Saturday, December 31, 2011

December 31, 2011

Well, here we are again – the end of an old year, the beginning of a new.  As it has in the past, the column takes note today of some people we lost during the old year and whom we'll miss in the new.

Geraldine Ferraro died, a woman of charm and intelligence who proved you don't have to be mean to be in politics.

My personal list of those I'll miss starts with Andy Rooney, the longtime commentator for CBS' 60 Minutes.  "I want to do this forever," Andy used to say.  If there are gods and if they are kind, there is a corner somewhere in the afterlife where with a typewriter, a microphone and maybe a baggy tweed jacket we shared one year, he's doing just that.
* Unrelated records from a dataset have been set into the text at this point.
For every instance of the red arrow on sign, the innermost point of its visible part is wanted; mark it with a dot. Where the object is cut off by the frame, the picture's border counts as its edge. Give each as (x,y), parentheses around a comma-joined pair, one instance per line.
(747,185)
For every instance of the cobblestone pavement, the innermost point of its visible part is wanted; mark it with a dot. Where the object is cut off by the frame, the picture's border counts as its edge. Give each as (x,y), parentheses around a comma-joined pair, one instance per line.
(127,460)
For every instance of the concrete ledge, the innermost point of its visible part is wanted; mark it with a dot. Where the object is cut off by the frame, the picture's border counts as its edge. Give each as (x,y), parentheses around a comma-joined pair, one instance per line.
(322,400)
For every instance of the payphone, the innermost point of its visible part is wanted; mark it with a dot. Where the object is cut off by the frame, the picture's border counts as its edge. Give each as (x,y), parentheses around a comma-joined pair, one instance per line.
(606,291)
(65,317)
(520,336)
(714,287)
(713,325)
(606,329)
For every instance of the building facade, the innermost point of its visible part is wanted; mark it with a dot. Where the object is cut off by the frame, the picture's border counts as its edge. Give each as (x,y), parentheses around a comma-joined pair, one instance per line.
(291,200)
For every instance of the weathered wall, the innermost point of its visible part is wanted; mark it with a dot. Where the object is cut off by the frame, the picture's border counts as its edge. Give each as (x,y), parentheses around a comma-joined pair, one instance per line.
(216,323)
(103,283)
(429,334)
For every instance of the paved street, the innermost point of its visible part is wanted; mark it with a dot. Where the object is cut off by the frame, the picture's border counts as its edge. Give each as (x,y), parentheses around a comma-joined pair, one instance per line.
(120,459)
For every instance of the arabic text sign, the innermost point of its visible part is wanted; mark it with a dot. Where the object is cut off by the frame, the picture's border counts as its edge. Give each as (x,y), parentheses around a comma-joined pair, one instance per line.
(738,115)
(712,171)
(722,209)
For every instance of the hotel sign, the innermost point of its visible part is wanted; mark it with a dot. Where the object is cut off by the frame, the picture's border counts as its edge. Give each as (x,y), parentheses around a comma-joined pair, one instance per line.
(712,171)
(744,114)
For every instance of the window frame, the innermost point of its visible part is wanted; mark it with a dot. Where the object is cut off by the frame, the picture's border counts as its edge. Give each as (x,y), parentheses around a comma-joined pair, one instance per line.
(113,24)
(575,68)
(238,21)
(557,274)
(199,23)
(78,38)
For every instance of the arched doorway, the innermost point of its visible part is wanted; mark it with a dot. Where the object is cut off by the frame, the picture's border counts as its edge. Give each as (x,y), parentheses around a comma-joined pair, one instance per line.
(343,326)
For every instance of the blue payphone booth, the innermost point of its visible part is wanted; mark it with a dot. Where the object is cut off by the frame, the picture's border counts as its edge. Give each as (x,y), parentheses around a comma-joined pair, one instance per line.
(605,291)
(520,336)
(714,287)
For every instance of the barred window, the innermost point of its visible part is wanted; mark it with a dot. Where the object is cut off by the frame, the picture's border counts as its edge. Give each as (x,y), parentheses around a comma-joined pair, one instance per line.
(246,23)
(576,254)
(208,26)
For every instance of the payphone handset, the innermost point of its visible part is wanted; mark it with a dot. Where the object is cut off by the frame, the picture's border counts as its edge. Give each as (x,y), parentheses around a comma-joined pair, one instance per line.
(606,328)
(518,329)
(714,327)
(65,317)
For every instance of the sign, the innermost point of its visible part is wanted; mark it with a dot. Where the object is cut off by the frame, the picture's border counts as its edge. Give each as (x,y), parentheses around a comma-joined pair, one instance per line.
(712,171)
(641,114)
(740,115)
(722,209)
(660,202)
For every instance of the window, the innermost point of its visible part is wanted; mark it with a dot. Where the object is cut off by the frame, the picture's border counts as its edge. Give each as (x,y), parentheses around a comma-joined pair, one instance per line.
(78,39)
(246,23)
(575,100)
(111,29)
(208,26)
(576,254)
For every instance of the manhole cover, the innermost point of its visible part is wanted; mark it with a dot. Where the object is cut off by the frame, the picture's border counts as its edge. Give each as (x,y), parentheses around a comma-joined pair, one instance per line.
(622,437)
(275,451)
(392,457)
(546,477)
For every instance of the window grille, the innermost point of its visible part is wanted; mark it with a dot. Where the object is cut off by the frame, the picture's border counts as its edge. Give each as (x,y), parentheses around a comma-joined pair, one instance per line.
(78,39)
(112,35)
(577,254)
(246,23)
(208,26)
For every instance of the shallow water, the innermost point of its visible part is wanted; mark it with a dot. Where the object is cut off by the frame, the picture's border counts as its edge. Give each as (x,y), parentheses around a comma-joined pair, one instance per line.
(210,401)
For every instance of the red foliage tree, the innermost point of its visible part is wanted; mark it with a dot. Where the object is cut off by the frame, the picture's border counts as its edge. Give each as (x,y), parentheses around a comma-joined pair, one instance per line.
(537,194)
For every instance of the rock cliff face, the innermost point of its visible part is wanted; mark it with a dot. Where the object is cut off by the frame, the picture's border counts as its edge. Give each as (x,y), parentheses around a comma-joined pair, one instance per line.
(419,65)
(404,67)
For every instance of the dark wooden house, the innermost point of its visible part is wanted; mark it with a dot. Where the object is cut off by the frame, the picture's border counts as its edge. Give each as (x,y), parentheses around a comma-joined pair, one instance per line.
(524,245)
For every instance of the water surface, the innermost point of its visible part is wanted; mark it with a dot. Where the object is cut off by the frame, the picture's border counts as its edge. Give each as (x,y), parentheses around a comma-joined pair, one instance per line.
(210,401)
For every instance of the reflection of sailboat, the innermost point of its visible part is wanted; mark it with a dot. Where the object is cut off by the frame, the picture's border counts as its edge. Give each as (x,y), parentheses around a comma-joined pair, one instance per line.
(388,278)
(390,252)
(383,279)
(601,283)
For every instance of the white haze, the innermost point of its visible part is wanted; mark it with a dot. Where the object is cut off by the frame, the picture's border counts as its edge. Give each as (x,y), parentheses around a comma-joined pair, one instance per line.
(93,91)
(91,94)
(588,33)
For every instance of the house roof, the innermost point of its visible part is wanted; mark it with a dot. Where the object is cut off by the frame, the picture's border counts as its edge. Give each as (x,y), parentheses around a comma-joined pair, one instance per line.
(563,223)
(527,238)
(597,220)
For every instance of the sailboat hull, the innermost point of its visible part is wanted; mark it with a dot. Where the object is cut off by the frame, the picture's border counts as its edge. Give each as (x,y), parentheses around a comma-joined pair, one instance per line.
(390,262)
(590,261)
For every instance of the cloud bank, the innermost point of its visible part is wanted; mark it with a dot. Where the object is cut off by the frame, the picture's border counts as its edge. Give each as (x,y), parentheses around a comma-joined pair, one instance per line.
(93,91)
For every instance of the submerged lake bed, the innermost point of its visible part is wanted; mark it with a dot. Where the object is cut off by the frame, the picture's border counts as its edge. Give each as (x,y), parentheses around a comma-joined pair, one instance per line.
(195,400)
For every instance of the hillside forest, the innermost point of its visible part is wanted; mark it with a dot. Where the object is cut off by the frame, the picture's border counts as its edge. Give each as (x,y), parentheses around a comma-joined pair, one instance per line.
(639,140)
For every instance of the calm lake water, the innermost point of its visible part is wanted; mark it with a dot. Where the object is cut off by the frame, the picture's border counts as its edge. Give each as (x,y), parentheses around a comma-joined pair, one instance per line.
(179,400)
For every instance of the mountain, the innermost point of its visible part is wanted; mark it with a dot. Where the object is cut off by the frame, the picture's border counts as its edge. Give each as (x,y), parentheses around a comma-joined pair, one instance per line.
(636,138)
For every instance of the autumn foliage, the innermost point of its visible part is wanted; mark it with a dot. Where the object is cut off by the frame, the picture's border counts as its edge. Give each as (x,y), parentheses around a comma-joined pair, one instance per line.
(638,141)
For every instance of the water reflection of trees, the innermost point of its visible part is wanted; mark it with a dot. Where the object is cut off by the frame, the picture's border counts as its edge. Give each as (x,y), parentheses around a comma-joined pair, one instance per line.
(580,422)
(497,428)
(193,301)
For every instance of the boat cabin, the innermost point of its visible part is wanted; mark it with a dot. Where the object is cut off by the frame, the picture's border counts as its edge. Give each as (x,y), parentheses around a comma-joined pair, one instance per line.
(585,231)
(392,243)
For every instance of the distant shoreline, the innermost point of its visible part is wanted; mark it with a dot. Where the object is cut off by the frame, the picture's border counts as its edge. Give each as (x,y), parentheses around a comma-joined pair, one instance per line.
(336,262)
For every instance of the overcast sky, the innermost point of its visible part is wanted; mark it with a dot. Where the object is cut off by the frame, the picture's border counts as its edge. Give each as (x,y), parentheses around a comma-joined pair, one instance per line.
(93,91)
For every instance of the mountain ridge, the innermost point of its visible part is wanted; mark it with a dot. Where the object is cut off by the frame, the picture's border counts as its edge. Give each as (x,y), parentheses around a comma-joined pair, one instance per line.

On the Republican side Betty Ford, a remarkable woman who, among her many accomplishments, proved exactly the same thing.

Journalism lost David Broder, a reporter who covered politics.  I had the same beat for a number of years and would have to say he was the best I ever saw.  He probably knew more county chairmen by their first names than any reporter in America.  Good night, David.

Those of us who covered politics will miss Sargent Shriver, a principled man whose greatest public legacy would be his stewardship of the Peace Corps.

Elizabeth Taylor died.  She led such a turbulent life – multiple marriages, illnesses, tragedies, lots of movies which made lots of money.  It's hard to know what to say about her because she transcended so many of our ideas about what is possible for one person, however gifted, to achieve.  It's a life I really cannot imagine.  Nor could I imagine that the legend of her violet eyes was true until I saw them.

There are three who died this year I will not miss-- North Korea's Kim Jong Il,  Libya's Muammar Qaddafi and, of course, Osama bin Laden.  All three were dictators in one way or another in stark contrast to another international loss:  Vaclav Havel of Czechoslovakia/the Czech Republic, who emphatically was not.  He believed in and fought for democracy.  The world is a better place for the deaths of three;  better, for the life of one.